Grimm, C., Fischer, A., Farrelly, A. M., Kalachand, R., Castiglione, R., Wasserburger, E., et al. (2019). Combined Targeted Re-Sequencing of Cytosine DNA Methylation and Mutations of DNA Repair Genes with Potential Use for PARP1 Inhibitor Sensitivity Testing. The Journal of Molecular Diagnostics, 21(2), 198-213. doi:10.1016/j.jmoldx.2018.10.007.

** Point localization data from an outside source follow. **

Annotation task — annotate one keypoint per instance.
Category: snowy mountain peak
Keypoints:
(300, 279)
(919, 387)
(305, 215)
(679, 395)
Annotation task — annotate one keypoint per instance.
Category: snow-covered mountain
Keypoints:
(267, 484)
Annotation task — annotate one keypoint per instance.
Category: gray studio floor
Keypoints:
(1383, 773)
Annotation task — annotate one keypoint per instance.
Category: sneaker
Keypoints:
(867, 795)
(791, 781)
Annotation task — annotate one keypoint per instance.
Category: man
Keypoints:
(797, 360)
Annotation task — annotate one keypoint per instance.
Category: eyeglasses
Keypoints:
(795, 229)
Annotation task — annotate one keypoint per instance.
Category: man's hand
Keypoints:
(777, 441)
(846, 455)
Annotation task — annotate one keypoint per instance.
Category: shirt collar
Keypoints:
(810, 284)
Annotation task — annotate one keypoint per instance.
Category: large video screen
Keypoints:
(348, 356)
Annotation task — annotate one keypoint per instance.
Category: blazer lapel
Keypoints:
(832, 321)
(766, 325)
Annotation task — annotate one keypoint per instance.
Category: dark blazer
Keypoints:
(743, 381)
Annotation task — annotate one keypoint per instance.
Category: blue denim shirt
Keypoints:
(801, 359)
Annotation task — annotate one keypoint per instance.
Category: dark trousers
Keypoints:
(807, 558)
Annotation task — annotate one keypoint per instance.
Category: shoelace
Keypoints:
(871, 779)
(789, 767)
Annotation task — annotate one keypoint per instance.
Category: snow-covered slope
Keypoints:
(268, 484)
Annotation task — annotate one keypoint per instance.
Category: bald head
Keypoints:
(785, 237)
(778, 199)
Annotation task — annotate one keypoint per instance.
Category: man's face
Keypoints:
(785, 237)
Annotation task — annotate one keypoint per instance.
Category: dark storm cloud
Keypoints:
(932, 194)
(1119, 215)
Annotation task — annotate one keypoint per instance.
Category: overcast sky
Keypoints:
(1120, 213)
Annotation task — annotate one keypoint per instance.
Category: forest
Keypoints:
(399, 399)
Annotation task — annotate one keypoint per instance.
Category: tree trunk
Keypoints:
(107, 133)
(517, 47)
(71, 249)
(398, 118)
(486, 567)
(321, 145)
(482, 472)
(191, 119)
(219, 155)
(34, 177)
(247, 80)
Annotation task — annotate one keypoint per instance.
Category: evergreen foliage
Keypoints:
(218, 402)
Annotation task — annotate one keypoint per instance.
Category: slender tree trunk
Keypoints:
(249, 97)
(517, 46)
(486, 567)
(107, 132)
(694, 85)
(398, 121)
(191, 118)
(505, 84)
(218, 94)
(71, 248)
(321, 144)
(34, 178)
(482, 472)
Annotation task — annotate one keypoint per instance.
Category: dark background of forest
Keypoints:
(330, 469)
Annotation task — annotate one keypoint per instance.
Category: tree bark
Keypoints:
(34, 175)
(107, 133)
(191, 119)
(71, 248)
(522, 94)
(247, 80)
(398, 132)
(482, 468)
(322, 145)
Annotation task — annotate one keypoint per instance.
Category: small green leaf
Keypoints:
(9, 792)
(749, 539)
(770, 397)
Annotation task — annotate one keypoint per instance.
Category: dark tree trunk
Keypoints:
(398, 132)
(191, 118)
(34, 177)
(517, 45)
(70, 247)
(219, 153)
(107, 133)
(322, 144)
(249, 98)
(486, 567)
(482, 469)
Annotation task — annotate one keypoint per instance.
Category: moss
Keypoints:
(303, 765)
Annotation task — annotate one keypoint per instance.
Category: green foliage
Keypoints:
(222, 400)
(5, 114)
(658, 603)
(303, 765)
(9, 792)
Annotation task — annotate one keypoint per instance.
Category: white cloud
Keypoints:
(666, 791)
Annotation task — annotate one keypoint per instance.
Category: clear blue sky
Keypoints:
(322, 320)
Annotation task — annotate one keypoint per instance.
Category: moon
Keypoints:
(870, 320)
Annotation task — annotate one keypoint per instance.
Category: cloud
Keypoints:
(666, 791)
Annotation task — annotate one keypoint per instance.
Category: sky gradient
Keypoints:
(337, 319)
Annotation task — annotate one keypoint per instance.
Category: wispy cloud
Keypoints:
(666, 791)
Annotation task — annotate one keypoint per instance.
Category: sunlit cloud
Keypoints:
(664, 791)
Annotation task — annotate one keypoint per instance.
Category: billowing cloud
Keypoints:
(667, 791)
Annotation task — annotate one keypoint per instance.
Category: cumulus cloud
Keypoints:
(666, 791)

Cite as: https://hdl.handle.net/21.11116/0000-0003-1503-2

Abstract

Current molecular tumor diagnostics encompass panel sequencing to detect mutations, copy number alterations, and rearrangements. However, tumor suppressor genes can also be inactivated by methylation within their promoter region. These epigenetic alterations are so far rarely assessed in the clinical setting. Therefore, we established the AllCap protocol facilitating the combined detection of mutations and DNA methylation at the coding and promoter regions of 342 DNA repair genes in one experiment. We demonstrate the use of the protocol by applying it to ovarian cancer cell lines with different responsiveness to poly(ADP-ribose) polymerase inhibition. BRCA1, ATM, ATR, and EP300 mutations and methylation of the BRCA1 promoter were detected as potential predictors for therapy response. The required amount of input DNA was optimized, and the application to formalin-fixed, paraffin-embedded tissue samples was verified to improve the clinical applicability. Thus, by adding DNA methylation values to panel resequencings, the AllCap assay will add another important level of information to clinical tests and will improve stratification of patients for systemic therapies.